Avec plus de 1,5 million d’euros investis en placements divers, Valérie et Christophe n’ont pas de souci à se faire pour leur retraite. Ils peuvent donc s’atteler dès à présent au prochain gros dossier sur le plan patrimonial : la transmission de leurs biens à leurs enfants, avec un double objectif, assurer la paix des familles et réduire les droits de succession. Ils ont deux outils à leur disposition :
  • l’assurance vie, exonérée de toute taxe au décès de l’assuré à hauteur de 152.500 euros par bénéficiaire si les versements sont faits avant 70 ans ;
  • les donations, hors impôts dans la limite de 131.865 euros tous les quinze ans par enfant majeur et par parent âgé de moins de 80 ans. Ils sont convaincus par nos arguments, mais estiment qu’ils sont encore un peu jeunes pour se démunir de leurs biens. Et surtout, ils souhaitent que leurs enfants soient davantage installés dans la vie et autonomes avant de les aider.

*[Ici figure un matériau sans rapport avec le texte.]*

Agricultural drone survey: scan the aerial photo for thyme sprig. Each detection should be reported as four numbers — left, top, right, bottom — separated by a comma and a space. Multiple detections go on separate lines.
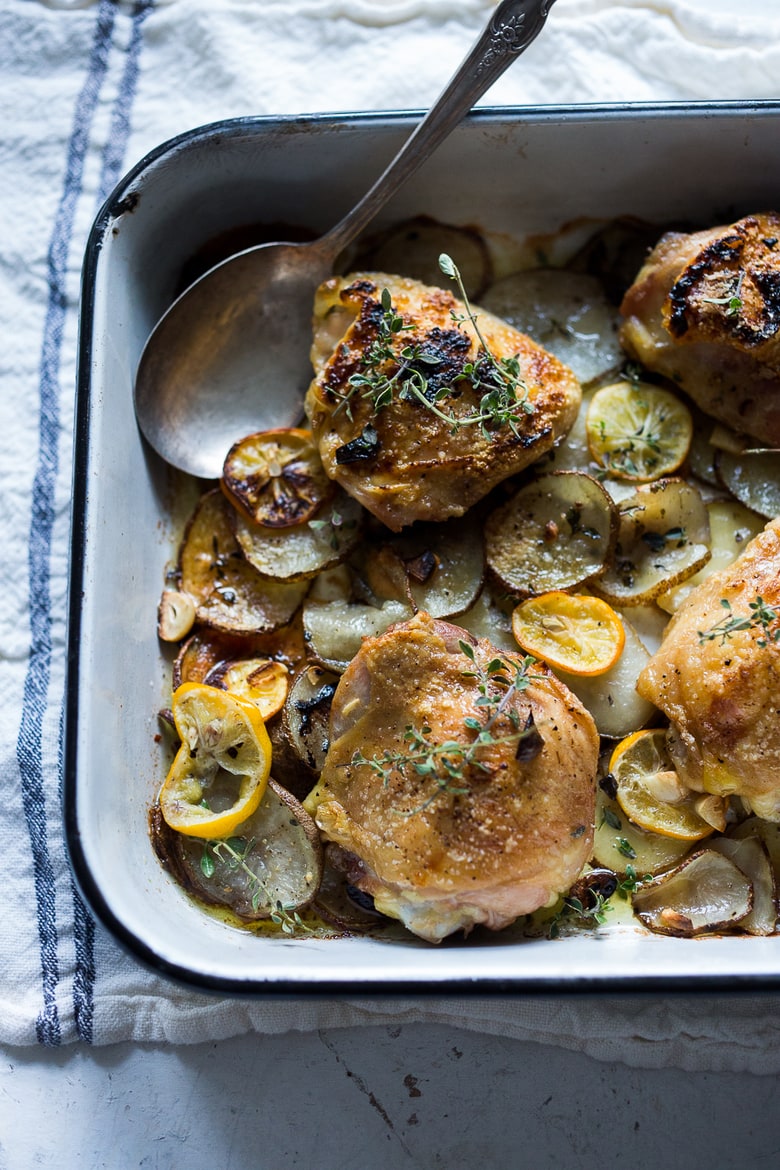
200, 837, 313, 935
351, 641, 543, 817
334, 254, 533, 439
697, 597, 780, 647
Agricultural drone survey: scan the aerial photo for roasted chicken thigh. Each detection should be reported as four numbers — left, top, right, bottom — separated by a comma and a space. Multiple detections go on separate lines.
306, 273, 581, 531
305, 613, 599, 942
637, 519, 780, 821
620, 213, 780, 446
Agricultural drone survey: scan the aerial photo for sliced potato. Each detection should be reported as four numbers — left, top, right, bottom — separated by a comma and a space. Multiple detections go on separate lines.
303, 601, 412, 673
152, 779, 323, 927
457, 585, 517, 654
179, 488, 309, 634
485, 472, 619, 597
220, 427, 333, 528
359, 516, 485, 618
157, 589, 196, 642
729, 817, 780, 890
634, 848, 753, 938
282, 666, 339, 782
234, 488, 364, 581
555, 613, 656, 739
545, 390, 599, 475
351, 215, 491, 300
593, 479, 710, 606
593, 787, 690, 879
707, 837, 778, 935
656, 500, 764, 613
715, 450, 780, 519
481, 268, 623, 383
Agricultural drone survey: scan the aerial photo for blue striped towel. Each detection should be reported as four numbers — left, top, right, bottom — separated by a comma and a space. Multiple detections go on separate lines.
0, 0, 780, 1072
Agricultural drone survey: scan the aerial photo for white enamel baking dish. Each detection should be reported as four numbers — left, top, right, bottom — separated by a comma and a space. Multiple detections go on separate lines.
64, 103, 780, 995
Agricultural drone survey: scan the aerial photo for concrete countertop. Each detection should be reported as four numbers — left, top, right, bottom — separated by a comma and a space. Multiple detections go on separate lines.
0, 1025, 780, 1170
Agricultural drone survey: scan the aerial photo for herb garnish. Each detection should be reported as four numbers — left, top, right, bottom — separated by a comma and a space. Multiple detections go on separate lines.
351, 641, 544, 817
200, 837, 313, 935
336, 254, 533, 439
697, 597, 780, 647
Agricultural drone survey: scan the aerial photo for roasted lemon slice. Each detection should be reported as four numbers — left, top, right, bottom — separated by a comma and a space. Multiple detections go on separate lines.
609, 728, 725, 841
203, 658, 290, 720
221, 427, 334, 528
512, 591, 626, 675
586, 381, 693, 482
159, 682, 271, 840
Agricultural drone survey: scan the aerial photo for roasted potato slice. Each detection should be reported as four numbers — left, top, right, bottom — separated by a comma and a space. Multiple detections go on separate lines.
656, 500, 764, 613
179, 488, 309, 634
220, 427, 333, 528
303, 600, 412, 673
358, 516, 485, 618
481, 267, 623, 383
707, 835, 778, 935
593, 479, 710, 606
152, 779, 323, 932
634, 848, 753, 938
234, 488, 365, 581
485, 472, 619, 597
715, 450, 780, 519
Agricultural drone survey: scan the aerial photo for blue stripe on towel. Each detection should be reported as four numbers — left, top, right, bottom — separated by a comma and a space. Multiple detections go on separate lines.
16, 0, 116, 1045
68, 0, 156, 1044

En cas de donation, nous leur conseillons de consulter un notaire afin de personnaliser l’opération et d’insérer des clauses sur mesure comme un droit de retour qui permet de reprendre les biens transmis en cas de prédécès du descendant. Le couple nous remercie pour notre écoute et la qualité de nos conseils, et s’engage à nous tenir informé de leurs choix patrimoniaux.
Les leçons à tirer de cette étude de patrimoine
Les sociétés civiles de placement immobilier (SCPI) sont un investissement de long terme. L’alerte sur le prix des parts doit être prise au sérieux, mais il n’y a pas de raison de paniquer. Actuellement, pour investir dans la pierre papier, il est préférable de choisir les foncières cotées en Bourse (Gecina, Klépierre, Unibail) aux SCPI, plus chères et plus taxées.
fun88k 8xbet gg mu88 bet fun88 chính thức w88no1

D'autres patrimoines à la loupe

Henri doit faire le ménage dans ses contrats d’assurance vie et bâtir son propre fonds garanti. Explications.
m88vinLiên kết đăng nhập
Se doter d’une épargne de précaution, acheter son logement et être plus actif en Bourse.
m88vinLiên kết đăng nhập
Cédric et Aurore, propriétaires de douze appartements, doivent se désendetter et renforcer l’assurance vie.